Sunday, April 5, 2015

Idea Garage Sale: A Game of Poems

Happy National Poetry Month!

I long ago gave up trying to write poetry because of the universal criticism from knowledgeable people that I could never get it to scan right. I think this is a function of my accent, which is an amalgam of Midwestern and Southwestern that has the emphasis hopping all around a sentence in ways that aforementioned knowledgeable people (whose sense of scansion is tied to the way academics speak on the coasts) don't hear properly at all. The stresses all seem to land fine to me. But the rhythms of my prose work better for my purposes than trying to tell stories or convey ideas or information in verse, so I have stopped consciously trying and only now commit the occasional lyric outburst in the course of some other pursuit.
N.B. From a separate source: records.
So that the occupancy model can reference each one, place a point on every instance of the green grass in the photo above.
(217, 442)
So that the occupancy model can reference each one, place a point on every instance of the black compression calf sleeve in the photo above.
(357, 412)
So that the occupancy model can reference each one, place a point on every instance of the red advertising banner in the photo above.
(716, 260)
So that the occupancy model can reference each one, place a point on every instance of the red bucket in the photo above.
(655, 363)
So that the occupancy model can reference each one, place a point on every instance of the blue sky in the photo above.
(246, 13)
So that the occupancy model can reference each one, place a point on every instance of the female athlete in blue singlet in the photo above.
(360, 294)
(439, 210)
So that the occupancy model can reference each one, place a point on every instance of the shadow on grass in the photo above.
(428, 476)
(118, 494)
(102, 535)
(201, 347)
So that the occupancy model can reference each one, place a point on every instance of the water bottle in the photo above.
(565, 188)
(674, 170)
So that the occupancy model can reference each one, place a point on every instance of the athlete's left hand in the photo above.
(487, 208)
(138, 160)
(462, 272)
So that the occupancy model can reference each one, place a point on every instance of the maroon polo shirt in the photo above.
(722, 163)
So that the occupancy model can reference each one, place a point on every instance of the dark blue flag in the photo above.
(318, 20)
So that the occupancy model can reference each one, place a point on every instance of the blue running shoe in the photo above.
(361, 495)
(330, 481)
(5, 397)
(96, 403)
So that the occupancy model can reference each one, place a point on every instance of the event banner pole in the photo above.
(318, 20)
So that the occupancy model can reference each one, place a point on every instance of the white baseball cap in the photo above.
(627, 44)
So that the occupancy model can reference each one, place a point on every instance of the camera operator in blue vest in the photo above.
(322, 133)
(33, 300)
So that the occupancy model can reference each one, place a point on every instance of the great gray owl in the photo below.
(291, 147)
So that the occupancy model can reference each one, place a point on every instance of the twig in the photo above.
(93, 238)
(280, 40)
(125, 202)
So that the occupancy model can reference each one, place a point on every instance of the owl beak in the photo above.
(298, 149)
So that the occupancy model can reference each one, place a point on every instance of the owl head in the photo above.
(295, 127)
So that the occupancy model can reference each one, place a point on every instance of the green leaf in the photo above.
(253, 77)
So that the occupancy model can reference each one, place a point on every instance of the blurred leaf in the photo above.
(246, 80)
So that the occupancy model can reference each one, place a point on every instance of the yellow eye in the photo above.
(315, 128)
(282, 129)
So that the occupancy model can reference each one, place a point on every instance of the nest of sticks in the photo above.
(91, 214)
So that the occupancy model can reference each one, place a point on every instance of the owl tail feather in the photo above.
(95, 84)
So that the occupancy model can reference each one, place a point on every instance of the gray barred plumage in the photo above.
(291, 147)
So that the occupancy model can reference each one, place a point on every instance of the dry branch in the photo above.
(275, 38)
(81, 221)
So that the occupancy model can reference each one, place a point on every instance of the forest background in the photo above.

These are generally songs, which the reader can assume has a tune which will fix the scansion problem.

It is not a bad exercise, however, to read a poem a day, or to block out April or some other time as an occasion to write one a day, to keep the wheels properly lubricated and season the labor of turning an idea into a Work with some play. You don't have to show them to anybody, after all, and it's not as if making a living with poetry is a thing these days, so the pressure is off!

It's especially fun to play with poetic forms. A sonnet or villanelle is as much a puzzle as a poem, when you're writing it; and formal poetry can be read as a kind of game in which the reader is catching and the poet is trying to fake her out with a curve ball and surprise her in spite of her knowing roughly what to expect.

In that spirit, why not get out your polyhedral dice and inspire yourself with this random table of poetic forms and topics? Roll d20 once to get the form from the first table, and a second time to get the subject! If you roll an unfamiliar form, you can find the definition at The Poet's Garrett; which you can also use to make your own random form generator.

If you don't have a d20, you might want to rethink your life and priorities; but in the meantime, you can use an online random number generator to simulate dice rolling in a much less viscerally satisfying way.

Poetic Forms:
1. Ballad
2. Blues Sonnet
3. English Sonnet
4. Haiku
5. Heroic Couplet
6. Common measure
7. Hymn
8. Limerick
9. Muzdawwidj
10. Ode
11. Rondeau
12. Sapphic Stanza
13. Saraband
14. Sestet
15. Spenserian Stanza
16. Spanish Quatrain
17. Than Bauk
18. Triolet
19. Villanelle
20. Zani La Rhyme

Poetic Subjects:
1. Cats
2. Death
3. Spring
4. Social Media
5. Childhood
6. Winter
7. Parenthood
8. Dogs
9. Birth
10. Flowers
11. Snow
12. Food
13. The First Thing You See After You Turn Around Three Times
14. Eros
15. God
16. Extinct Species
17. Science
18. Geography
19. Agape
20. Roll twice and cover both subjects. Yes, if you roll double twenties you should roll another two times and have four subjects! Why not?

And if you feel like posting the results in the comments, I have no objection at all!

1 comment:


  1. There once was a man from Tarantium.
    He cared for the Emperor's aquarium.
    About his skill he lied.
    The fish all died.
    That's why the man left Tarantium.